Dude I think I vomited on the wireless internet box too...it isnt working.
she said she was gay. i said prove it. she said "ok i wont fuck you"
On that note; HAPPY 21: THE SEQUEL from the back of an ambulance!!
throwing up in the shower isnt as glamorous as i expected
since when the fuck is that glamorous?
I didn't hate myself when I woke up today, that's improvement right?
Found a single cinnamon toast crunch between my butt cheeks. We did work last night
I'm not leaving bed today. And i guess my drunken ass last night hit my roommate in the face with a tiki torch then proceeded to cry while carrying around a picture of he who must not being name. I'm a piece of work.
I just fucked her in her boyfriends bathroom... he was in the room sleeping.
My black heart of coal cannot compete with your boiling crock pot of teddy bears, rainbows, 90s music, and the good candy you get from rich people on Halloween.
I love our relationship. We just get drunk, show each other our tits, demonstrate sexual positions and make pasta.
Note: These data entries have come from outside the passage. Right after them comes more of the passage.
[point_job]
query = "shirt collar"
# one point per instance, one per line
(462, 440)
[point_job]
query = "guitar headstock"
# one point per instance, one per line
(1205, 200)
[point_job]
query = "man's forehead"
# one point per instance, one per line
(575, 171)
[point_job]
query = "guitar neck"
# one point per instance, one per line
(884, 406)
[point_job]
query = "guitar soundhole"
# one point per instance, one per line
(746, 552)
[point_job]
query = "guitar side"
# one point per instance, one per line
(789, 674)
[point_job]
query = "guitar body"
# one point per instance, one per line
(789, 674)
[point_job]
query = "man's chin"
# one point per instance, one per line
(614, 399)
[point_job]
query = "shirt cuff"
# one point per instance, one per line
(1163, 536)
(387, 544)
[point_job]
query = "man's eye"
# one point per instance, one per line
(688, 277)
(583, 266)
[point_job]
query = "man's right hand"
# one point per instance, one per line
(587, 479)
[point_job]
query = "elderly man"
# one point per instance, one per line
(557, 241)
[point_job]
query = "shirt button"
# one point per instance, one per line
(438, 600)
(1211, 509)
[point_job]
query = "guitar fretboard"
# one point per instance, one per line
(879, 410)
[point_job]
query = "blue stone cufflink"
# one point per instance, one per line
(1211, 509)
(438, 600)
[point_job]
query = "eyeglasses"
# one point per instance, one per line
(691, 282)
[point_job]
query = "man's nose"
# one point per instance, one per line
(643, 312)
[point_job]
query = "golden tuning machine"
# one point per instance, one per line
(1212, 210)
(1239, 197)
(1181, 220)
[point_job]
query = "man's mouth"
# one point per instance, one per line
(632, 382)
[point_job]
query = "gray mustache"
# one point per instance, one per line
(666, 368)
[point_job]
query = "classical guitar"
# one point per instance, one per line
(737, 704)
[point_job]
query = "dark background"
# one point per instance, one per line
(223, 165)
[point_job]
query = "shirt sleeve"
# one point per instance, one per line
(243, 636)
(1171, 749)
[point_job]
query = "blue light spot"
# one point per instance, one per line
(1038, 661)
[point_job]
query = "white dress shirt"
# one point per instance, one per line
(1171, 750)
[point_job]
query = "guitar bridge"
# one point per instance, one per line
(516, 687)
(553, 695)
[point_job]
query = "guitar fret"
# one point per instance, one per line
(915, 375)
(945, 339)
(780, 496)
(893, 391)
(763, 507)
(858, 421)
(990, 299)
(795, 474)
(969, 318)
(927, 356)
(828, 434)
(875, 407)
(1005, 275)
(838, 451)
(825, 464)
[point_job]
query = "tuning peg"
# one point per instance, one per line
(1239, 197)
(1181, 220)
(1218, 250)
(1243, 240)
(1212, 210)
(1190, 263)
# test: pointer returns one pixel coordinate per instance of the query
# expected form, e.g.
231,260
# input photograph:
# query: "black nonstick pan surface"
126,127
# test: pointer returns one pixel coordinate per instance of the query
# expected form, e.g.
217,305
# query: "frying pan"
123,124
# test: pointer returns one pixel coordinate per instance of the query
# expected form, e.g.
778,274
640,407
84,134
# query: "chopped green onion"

Then you go to bed and I sit around with your mom and cry about how proud of you we are.
On a scale of 1 to shit show you were "i just pissed myself"
Sorry I threw up all over your Lyft.
It's ok I woke up next to a dumpster.
let your parents know i'm sorry i ran around the house pretending their metal detector was a "booze detector"
Woke up at 5am in an elevator... Pretty much tells you how my weekend went.